I have been working on projects that take the notion of ‘making money’ literally. The old English word ‘wealth’ links to well-being. In every culture, it seems, at the core, is an understanding forgotten by most, of a full, abundant form of wealth. Food access and justice, water access, health, flourishing, growth, livelihood, security, freedom, home. How far have we, as society, removed ourselves from wealth in our quest for riches?
In my strange tangle of experiences I have met those looking at economic, environmental and social bottom lines from within multi-national corporations; CSR, corporate citizenship, business opp-orating in conflict zones, papers on peace. I have a connection who has lived without his own money for years, sharing and exchanging skills etc, instead. I have become inspired by an economist who, amongst other things helps encourage peace and human development work through showing the powers that be the benefits in coinage. In all cases is the counting, the rethinking and the awareness of what we must measure and do not, what we can never accurately measure (who can measure the value of access to water or clean air?), and our mutual, collaborative responsibility.
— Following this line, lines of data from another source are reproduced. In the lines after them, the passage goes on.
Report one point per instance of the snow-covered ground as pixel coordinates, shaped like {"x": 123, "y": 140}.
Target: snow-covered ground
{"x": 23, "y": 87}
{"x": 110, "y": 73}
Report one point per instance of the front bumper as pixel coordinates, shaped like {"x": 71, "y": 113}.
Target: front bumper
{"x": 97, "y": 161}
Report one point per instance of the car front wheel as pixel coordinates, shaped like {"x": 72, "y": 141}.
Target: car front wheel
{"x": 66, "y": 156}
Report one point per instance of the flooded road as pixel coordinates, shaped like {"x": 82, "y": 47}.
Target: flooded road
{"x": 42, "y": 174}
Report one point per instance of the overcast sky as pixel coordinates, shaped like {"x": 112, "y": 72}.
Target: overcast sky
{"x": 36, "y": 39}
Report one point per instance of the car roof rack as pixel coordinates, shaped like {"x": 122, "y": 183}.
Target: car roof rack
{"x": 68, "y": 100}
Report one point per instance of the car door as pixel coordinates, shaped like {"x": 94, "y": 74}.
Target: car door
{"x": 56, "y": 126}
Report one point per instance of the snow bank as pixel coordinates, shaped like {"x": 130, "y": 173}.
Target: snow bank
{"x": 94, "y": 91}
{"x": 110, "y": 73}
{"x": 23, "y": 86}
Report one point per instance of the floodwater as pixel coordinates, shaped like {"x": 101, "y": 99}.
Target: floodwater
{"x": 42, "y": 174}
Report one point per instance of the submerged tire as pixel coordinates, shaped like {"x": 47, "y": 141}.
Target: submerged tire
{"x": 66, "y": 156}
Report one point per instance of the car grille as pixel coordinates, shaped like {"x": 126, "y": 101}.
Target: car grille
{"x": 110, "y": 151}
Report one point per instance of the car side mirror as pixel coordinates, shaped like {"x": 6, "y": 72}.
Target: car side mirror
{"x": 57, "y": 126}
I have been involved in time banks and a participant in a symposium on art and money with Kunst-Perle-Fläming and the Circle of Friends of the Alte Schule, Fläming, Germany.
Inspired by the recreation of money or the idea of it I filled bags full of assorted seeds, herbs, crystals. I made designs of money out of destroyed cheques, painted a tree around a coin no longer in currency and created a dance entitled ‘body currency’. Our understanding was once in part physical and with that comes a sense of value and ownership. Zero is a circle, which in turn is as much everything as nothing. The number 8 is a symbol of eternity too. Two is partnership whilst 1 is self reliance. It was also a great excuse for us all to dance, inspired by the poem, creating movements from the template of the words in a combination of belly-dance, circle dance and laughter.
There is also a notebook filled with life-audits, asking people to measure the worth of a healthy child, a tree in the garden, a coffee with a friend, a water supply, a good teacher, freedom of choice, a home using a tape measure, a measuring jug and a set of scales.
There is more art to come on the subject of ‘making money’ , but, for now, that’s all folks. We create.